Calculates the scores from probabilities and background. The weight matrix should be in the form double[rows][cols] and the background should be in the form double[cols]. The column size of weight should be equal to the length of the background array, otherwise the lesser is taken.

The formula to calculate the log-odd-scores is

log( weights[i][j] / background[j] + add )
. add is assumed to be very small and by adding it before the logarithm is taken should be ensured, that minus infinity is not a valid result. Nevertheless, add can be zero. If add is either Double.Infinity or Double.NaN it is set to zero.

Note, that it is not checked, whether the sum over the background distribution or the sum over the weights rows is one. If a value in the background array is zero, all quotients (see above formula) are set to zero. If the quotient is less than zero, it is also set to zero.

This method works in-place, thus the weight matrix is overwritten.

Parameters:
weight - The matrix of probabilities to be recalculated to scores.
background - The background probabilities. If it is null weight is returned. Note, that in any communicator exist a predefined background distribution.
add - A small value added to every quotient befor log-calculation.
Returns:
The given weight matrix with recalculated content, or null if weight is null.
See Also:
ICommunicator.getGlobalBackground()

clone

public java.lang.Object clone()
Description copied from class: Motif

Clones the motif by creating the same motif again and copying all importent fields. The result is at least of class Motif. When cloning a MultiMotif the referred single motifs are not cloned.

The fields that are copied are: Name, Description, the Motif itself, errorNumberAllowedForMatch or Threshold, respectively, Weight and searchMode (altogether 6 fields by now). What is not copied are the fields of the MotifSearchAdapter.

Note, that any matrices are not cloned. Thus, if cloning a PSPMotif or a PSSMotif the cloned motif does contain a reference to the matrix of the old motif. This was done to preserve memory.

Overrides:
clone in class PSPMotif
Returns:
The Motif itself as a doubled copy.
See Also:
Object.clone()

rScoreProbability

private double rScoreProbability(double score,
                                 int index)

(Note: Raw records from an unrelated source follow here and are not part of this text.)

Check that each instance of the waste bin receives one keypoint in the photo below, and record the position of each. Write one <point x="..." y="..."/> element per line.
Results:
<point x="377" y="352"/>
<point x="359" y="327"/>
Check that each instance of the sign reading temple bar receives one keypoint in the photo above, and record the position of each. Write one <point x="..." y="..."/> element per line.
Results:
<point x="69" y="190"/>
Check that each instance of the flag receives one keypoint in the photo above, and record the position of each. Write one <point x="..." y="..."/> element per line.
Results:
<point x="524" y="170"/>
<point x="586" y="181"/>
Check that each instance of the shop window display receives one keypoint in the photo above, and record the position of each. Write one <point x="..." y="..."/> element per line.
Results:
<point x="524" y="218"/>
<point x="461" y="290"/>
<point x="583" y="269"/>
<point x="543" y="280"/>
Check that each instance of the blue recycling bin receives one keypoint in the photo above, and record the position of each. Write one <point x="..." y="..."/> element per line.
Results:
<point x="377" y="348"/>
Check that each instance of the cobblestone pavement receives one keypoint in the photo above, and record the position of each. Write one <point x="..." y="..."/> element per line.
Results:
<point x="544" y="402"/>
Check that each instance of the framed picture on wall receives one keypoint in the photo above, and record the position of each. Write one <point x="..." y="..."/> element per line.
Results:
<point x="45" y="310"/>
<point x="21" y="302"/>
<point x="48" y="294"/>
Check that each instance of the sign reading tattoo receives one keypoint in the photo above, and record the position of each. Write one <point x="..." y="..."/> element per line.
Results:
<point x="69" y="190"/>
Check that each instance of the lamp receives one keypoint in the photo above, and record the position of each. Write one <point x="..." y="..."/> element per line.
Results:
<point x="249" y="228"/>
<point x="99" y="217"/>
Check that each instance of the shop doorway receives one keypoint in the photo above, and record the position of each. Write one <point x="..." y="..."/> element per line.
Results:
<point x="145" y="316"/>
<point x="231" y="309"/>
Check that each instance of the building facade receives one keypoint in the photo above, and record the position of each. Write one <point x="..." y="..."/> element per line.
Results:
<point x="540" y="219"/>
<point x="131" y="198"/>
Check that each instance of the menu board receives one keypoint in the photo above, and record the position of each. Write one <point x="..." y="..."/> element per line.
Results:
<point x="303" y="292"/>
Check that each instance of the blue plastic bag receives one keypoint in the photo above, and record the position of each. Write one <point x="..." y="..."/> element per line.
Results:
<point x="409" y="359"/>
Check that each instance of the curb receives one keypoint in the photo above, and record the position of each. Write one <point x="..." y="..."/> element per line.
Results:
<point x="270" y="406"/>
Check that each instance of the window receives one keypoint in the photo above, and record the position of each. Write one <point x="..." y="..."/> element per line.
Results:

Recursion to be called by method scoreProbability. Any function calling this method must ensure, that tmpBackground , tmpRevLookaheadMax and tmpRevLookaheadMin are set properly. Normally, this method is called with a threshold, which must be exceeded and length of this motif minus one.

Parameters:
score - The score the motif must reach (from right to left).
index - Position where we are in the motif.
Returns:
The probability for this motif to exceed the given threshold.

scoreProbability

public double scoreProbability(double threshold,
                               double[] background)

Calculates for a given threshold the probability that the motif reaches this threshold when it is searched on a sequence.

For all sequences that exceed the threshold the probabilities to occur (calculated from the given background character distribution) are added.

The dynamic programming recursion was introduced by Wu et al in 2000. It is extended by two lookahead abortion conditions, one for exceeding the actual score (look-ahead minimum), one for not reaching that score any more (look-ahead maximum).

Parameters:
threshold - The threshold to calculate with.
background - The character occurance frequencies.
Returns:
The probability for this motif to exceed the given threshold.